A trained horticulturist who helped develop the Riverbanks Botanical Garden in Columbia, South Carolina, Jenks eventually turned his attention to the homeplace where he was raised. The circa 1750s home was already 100 years old by the time Redcliffe was built. His parents raised their family off the land and it’s this same land that Jenks uses to grow his renowned criniums and ships thousands of bulbs a year to gardeners eager to add these beloved plants to their landscape. Jenks offers several classes a year at the farm and he is the author of numerous books, including his latest “Funky Little Flower Farm” available at jenksfarmer.com or on Amazon.
When You Go:
There are many dining options in downtown Aiken including Malia’s for fine dining. Make sure to spend time checking out the boutiques in downtown.
Learn more about the region at the Aiken County Historical Museum housed in one of the Winter Colony homes. Called “Banksia” after the Lady Banks Rose, the museum houses an extensive collection of local history.

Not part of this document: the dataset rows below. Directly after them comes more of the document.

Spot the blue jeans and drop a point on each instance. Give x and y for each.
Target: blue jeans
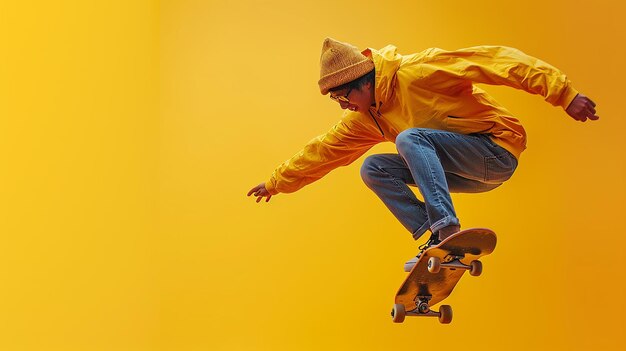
(438, 163)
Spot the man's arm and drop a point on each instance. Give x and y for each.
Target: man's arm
(501, 65)
(341, 145)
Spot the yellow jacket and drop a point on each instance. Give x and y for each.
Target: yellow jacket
(431, 89)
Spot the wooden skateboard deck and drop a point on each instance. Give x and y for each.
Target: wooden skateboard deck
(448, 261)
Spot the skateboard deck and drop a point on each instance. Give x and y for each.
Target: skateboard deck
(437, 272)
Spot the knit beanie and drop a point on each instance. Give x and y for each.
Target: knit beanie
(341, 63)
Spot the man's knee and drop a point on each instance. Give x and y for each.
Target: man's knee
(408, 138)
(370, 169)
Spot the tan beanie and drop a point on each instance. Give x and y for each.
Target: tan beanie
(341, 63)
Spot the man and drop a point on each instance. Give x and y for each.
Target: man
(451, 136)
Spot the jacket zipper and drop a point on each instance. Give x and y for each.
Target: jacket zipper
(375, 121)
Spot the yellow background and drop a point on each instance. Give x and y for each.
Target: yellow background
(130, 132)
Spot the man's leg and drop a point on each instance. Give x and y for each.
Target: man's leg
(440, 162)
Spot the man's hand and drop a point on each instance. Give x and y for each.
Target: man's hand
(260, 192)
(582, 108)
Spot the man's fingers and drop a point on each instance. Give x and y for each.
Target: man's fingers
(253, 190)
(591, 102)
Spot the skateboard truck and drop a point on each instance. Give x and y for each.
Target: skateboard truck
(422, 310)
(454, 262)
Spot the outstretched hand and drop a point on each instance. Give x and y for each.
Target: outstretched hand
(582, 108)
(260, 192)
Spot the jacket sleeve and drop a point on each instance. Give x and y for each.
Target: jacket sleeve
(341, 145)
(497, 65)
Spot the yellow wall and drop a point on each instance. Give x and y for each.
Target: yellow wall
(131, 132)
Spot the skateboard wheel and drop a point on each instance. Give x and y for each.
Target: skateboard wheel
(476, 268)
(434, 264)
(445, 314)
(398, 313)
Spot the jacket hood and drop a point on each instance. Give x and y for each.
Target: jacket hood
(386, 62)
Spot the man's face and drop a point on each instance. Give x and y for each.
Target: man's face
(359, 100)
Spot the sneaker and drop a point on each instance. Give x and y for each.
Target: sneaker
(433, 241)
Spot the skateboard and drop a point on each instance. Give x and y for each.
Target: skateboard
(437, 272)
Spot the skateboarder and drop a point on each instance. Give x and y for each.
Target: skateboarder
(451, 136)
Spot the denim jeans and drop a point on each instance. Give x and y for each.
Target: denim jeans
(438, 163)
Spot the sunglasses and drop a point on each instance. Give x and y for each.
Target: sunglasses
(342, 98)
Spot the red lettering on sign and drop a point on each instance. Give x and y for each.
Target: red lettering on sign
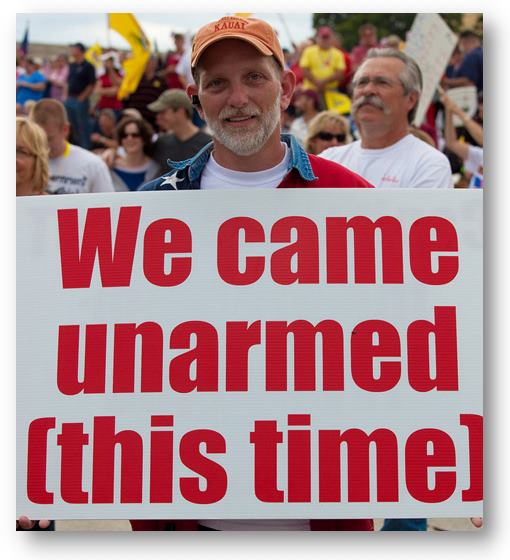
(419, 459)
(214, 473)
(156, 247)
(422, 246)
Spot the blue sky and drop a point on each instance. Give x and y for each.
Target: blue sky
(60, 28)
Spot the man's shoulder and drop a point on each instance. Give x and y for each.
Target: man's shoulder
(167, 182)
(332, 174)
(81, 155)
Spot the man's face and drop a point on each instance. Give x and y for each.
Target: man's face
(325, 40)
(241, 95)
(303, 103)
(57, 136)
(166, 119)
(378, 95)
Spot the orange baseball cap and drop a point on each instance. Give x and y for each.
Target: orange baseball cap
(254, 31)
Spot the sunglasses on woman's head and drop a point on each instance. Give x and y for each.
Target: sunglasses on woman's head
(327, 136)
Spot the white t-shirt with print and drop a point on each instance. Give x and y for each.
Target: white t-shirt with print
(409, 163)
(78, 171)
(215, 176)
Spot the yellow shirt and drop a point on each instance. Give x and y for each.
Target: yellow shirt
(322, 64)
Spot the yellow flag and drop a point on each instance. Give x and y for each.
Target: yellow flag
(134, 66)
(339, 102)
(93, 54)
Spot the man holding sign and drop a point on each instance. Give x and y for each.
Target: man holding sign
(241, 89)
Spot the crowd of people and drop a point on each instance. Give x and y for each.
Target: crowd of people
(252, 115)
(170, 127)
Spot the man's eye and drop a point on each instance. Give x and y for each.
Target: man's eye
(215, 83)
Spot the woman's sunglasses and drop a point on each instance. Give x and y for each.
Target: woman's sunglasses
(327, 136)
(131, 135)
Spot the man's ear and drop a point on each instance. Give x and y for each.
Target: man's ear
(288, 84)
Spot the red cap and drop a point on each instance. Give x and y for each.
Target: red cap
(254, 31)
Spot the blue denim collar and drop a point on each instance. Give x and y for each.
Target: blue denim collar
(298, 160)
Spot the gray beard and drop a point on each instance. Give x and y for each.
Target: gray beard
(246, 142)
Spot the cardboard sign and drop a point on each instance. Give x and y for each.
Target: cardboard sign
(430, 42)
(265, 354)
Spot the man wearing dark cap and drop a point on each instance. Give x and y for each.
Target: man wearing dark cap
(323, 65)
(470, 70)
(80, 85)
(180, 138)
(241, 88)
(306, 102)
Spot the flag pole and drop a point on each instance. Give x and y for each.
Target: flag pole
(284, 23)
(108, 36)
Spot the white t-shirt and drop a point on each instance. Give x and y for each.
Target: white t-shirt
(299, 128)
(474, 164)
(409, 163)
(78, 171)
(215, 176)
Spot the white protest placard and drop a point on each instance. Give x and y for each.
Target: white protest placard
(431, 43)
(303, 353)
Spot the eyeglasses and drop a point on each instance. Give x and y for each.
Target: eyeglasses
(378, 81)
(130, 135)
(22, 152)
(327, 136)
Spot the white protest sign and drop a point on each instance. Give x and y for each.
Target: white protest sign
(430, 42)
(191, 355)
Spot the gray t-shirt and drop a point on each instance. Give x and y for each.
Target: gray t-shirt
(168, 146)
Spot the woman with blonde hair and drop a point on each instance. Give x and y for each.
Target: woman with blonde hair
(325, 130)
(31, 158)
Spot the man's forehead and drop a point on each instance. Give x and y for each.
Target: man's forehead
(381, 66)
(215, 52)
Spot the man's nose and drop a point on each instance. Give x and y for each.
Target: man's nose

Hitchcock Woods is 2,100 acres with over 70-miles of trails that make up this urban forest. This dense assemblage of trees, mostly longleaf pine, is popular with hikers and runners, dog walkers, and equestrians. It’s also a perfect place to try out Shinrin-yoku or “forest-bathing.”
On the edge of downtown, take a drive on the unique dirt roads that make up Aiken’s century-old equestrian community. Be aware; Aiken is one of the few cities where horses have the right of way.
At the dawn of the nuclear age in the early 1950s, the U.S. government acquired over 300 acres of land outside of Aiken and relocated thousands of residents to build the Savannah River Plant to produce nuclear materials for the hydrogen bomb. The Savannah River Site Museum in downtown is worth a visit to understand this time of world tension and production of nuclear materials.